TEMPO.CO, Jakarta - Pokemon GO menjadi permainan augmented-reality terpanas dalam dua bulan terakhir. Namun masih terasa ada kekuranganya: belum realistis.
Sekelompok mahasiswa doktoral dari Massachusetts Institute of Technology, Amerika Serikat, membuat teknologi gabungan antara ilmu komputer dan teknik pencitraan terbaru. Tujuannya agar permainan augmented-reality seperti Pokemon GO tampak lebih hidup.
Baca Juga:
Gabungan pengembangan dua teknologi tersebut bisa membuat karakter imajiner tampak berinteraksi dengan benda-benda nyata. Teknologi baru yang disebut Interactive Dynamic Video (IDV) itu mengambil gambar dari benda nyata dan membuat model 3D yang dapat berinteraksi dengan objek tersebut.
“Alih-alih menciptakan realitas campuran seperti halnya Pokemon GO, teknologi IDV malah membuat karakter imajiner tak hanya muncul di dunia nyata, tapi juga dapat melakukan hal yang dilakukan manusia, misalnya menyentuh pohon,” kata Abe Davis, ilmuwan komputer dari Computer Science and Artificial Intelligence Laboratory MIT, seperti dirilis di Live Science awal bulan ini. Studinya ini merupakan disertasi doktoral bersama Justin Chen dan Fredo Durand.

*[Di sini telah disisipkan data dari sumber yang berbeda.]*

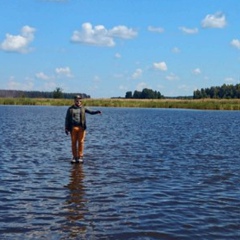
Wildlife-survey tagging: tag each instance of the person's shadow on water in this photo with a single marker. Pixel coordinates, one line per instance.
(75, 203)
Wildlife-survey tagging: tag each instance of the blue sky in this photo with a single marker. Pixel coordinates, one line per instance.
(105, 48)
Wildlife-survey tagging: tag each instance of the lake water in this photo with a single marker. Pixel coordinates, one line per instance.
(148, 174)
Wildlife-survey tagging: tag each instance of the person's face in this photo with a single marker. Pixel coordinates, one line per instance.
(78, 102)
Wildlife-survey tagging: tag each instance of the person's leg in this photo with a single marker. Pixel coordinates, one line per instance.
(74, 138)
(81, 138)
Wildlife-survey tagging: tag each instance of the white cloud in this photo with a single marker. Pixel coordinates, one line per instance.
(123, 88)
(235, 43)
(172, 77)
(118, 55)
(42, 76)
(196, 71)
(122, 32)
(100, 36)
(217, 20)
(156, 29)
(66, 71)
(160, 66)
(189, 30)
(19, 43)
(176, 50)
(137, 73)
(229, 80)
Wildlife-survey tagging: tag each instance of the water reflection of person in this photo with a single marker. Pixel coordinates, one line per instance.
(76, 203)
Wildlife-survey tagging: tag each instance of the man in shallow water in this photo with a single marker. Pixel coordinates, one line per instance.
(75, 123)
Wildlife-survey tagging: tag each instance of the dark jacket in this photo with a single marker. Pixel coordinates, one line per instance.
(76, 117)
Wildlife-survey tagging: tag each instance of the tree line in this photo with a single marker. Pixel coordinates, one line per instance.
(225, 91)
(144, 94)
(57, 93)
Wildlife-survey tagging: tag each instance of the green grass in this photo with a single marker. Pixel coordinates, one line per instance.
(207, 104)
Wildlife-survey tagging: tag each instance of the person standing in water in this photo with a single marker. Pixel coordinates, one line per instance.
(75, 123)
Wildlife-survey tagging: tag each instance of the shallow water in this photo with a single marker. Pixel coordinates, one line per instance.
(148, 174)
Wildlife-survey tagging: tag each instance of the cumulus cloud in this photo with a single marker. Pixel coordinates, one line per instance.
(172, 77)
(196, 71)
(122, 32)
(100, 36)
(176, 50)
(19, 43)
(189, 30)
(235, 43)
(156, 29)
(118, 55)
(137, 73)
(65, 71)
(160, 66)
(42, 76)
(217, 20)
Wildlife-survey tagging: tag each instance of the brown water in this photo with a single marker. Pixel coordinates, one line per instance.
(148, 174)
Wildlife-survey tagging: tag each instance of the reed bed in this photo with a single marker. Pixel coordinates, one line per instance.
(205, 104)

Selama ini, menurut Davis, yang menjadi masalah dari penggabungan karakter imajiner 3D dan dunia nyata adalah terlalu banyak komponen digital yang harus diolah. Lagipula, proses tersebut akan menjadi sangat mahal dan prosesnya cukup panjang. Teknologi IDV merupakan jawaban dari kesulitan tersebut.
Davis bahkan cukup terkejut dengan hasil kerjanya sendiri ketika mencoba IDV untuk pertama kali. “Saya tak mengira hasilnya akan sebaik ini,” ujarnya.
Sama seperti Pokemon GO, IDV memanfaatkan kamera telepon seluler untuk menggabungkan dunia nyata dan karakter 3D. Bedanya, menurut Davis, obyek nyata yang tampak di layar akan tampak bergerak kalau karakter imajiner menyentuhnya.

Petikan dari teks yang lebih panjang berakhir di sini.